P641. Anxiety and depression in a prospective cohort of inflammatory bowel disease patients in Ireland
Depression is one of the more recognised illnesses that has been associated with chronic diseases and projected to be the second worldwide condition by 2020. Both anxiety and depression links to Inflammatory bowel disease (IBD) have been the focus of many studied over the past decade.
In our study, we evaluated the level of hospital anxiety and depression scale (HADS) in a homogenous population cohort of Irish IBD patients, in their second decade of IBD diagnosis.
IBD patients who were prospectively diagnosed 1991–1992 in the greater Dublin area were included in twenty year follow up study. For this part of the study they were asked to complete the HADS questionnaire, disease activity index, medical and surgical IBD history, and to express their interest in IBD information.

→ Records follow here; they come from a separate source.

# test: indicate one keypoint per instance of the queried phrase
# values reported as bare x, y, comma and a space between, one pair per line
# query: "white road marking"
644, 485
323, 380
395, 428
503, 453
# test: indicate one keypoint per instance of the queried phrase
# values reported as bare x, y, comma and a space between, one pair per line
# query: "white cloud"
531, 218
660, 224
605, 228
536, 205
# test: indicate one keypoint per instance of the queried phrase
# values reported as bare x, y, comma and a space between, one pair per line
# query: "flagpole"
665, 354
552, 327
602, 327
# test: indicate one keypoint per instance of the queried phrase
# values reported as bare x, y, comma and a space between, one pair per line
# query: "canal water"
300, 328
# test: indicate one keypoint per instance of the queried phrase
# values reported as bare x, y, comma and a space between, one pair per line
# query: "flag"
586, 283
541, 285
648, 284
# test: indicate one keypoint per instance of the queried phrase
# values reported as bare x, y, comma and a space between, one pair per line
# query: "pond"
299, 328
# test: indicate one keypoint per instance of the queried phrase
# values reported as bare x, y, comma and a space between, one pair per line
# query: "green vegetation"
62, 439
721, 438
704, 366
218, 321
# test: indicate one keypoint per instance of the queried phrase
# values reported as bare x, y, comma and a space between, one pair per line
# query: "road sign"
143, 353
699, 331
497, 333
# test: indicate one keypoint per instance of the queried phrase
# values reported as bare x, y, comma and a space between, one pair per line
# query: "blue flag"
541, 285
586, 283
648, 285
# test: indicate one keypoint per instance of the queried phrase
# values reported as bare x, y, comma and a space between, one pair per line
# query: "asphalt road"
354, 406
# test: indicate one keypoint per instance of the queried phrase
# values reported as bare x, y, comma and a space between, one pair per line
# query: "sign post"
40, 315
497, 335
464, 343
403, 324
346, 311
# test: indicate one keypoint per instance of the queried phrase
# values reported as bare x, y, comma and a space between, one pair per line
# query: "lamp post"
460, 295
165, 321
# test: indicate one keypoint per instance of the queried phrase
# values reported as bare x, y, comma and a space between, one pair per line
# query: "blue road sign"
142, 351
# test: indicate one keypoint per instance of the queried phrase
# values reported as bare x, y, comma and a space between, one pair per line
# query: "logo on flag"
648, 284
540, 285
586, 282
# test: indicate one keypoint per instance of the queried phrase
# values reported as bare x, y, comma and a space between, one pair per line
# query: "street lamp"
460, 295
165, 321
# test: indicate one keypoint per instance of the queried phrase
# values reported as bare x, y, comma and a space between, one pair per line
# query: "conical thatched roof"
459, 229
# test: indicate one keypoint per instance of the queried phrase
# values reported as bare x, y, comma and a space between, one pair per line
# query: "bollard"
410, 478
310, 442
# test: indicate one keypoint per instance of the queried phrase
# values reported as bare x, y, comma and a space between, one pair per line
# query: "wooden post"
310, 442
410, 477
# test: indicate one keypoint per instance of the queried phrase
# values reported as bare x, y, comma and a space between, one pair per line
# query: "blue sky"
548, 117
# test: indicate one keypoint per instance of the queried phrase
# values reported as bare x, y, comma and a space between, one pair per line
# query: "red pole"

There were 100 questionnaires analysed after excluding 5 (2 IC and 3 UC to CD). Of those 64 patients had UC and 36 had CD. Over all there was no gender difference in anxiety or depression in IBD in general, however when evaluating CD separately from UC depression appeared significantly more than anxiety in each subgroup p < 0.001. UC patients at younger age had significantly higher anxiety and depression of 0.012 and 0.013 respectively and were more interested in IBD information than older UC patients. IBD disease activity had greater effect on anxiety than depression, that was more marked in UC than CD, whereas IBD disease course and hospitalisation didn't seem to have an effect on anxiety or depression.
IBD was proved to be associated with anxiety and depression in Ireland. Patients still remain anxious despite many years of diagnosis and likely to be interested in seeking information at younger age particularly if they had UC. Patient education and counselling would help addressing anxiety and depression by their physician and perhaps psychologist for better outcomes.